E-BATS: Efficient Backpropagation-Free Test-Time Adaptation for Speech Foundation Models
Jiaheng Dong, Hong Jia, Soumyajit Chatterjee, Abhirup Ghosh, James Bailey, Ting Dang
TL;DR
This work tackles the fragility of Speech Foundation Models under real-world acoustic domain shifts and the high memory cost of existing test-time adaptation methods. It introduces E-BATS, a backpropagation-free TTA framework for SFMs that combines lightweight prompt adaptation integrated into CNN features, a multi-scale loss (entropy, utterance-level, and token-level alignment), and a test-time exponential moving average (T-EMA) to stabilize learning across utterances. Optimization relies on CMA-ES to search per-utterance prompts, enabling adaptation without gradients, while aligning latent distributions at multiple scales and using adaptive token confidence to mitigate unreliable pseudo-labels. Empirical results across four noisy datasets and two backbone models show strong WER gains over BP-free baselines and substantial memory savings compared to BP-based methods, with robust performance across utterance lengths and domain shifts.

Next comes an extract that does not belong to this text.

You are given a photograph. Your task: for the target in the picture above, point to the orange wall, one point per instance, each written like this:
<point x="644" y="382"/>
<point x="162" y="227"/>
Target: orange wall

This approach paves the way for scalable, efficient on-device adaptation of speech foundation models in realistic, resource-constrained environments.
Abstract
Speech Foundation Models encounter significant performance degradation when deployed in real-world scenarios involving acoustic domain shifts, such as background noise and speaker accents. Test-time adaptation (TTA) has recently emerged as a viable strategy to address such domain shifts at inference time without requiring access to source data or labels. However, existing TTA approaches, particularly those relying on backpropagation, are memory-intensive, limiting their applicability in speech tasks and resource-constrained settings. Although backpropagation-free methods offer improved efficiency, existing ones exhibit poor accuracy. This is because they are predominantly developed for vision tasks, which fundamentally differ from speech task formulations, noise characteristics, and model architecture, posing unique transferability challenges. In this paper, we introduce E-BATS, the first Efficient BAckpropagation-free TTA framework designed explicitly for speech foundation models. E-BATS achieves a balance between adaptation effectiveness and memory efficiency through three key components: (i) lightweight prompt adaptation for a forward-pass-based feature alignment, (ii) a multi-scale loss to capture both global (utterance-level) and local distribution shifts (token-level) and (iii) a test-time exponential moving average mechanism for stable adaptation across utterances. Experiments conducted on four noisy speech datasets spanning sixteen acoustic conditions demonstrate consistent improvements, with 4.1%-13.5% accuracy gains over backpropagation-free baselines and 2.0-6.4 times GPU memory savings compared to backpropagation-based methods. By enabling scalable and robust adaptation under acoustic variability, this work paves the way for developing more efficient adaptation approaches for practical speech processing systems in real-world environments.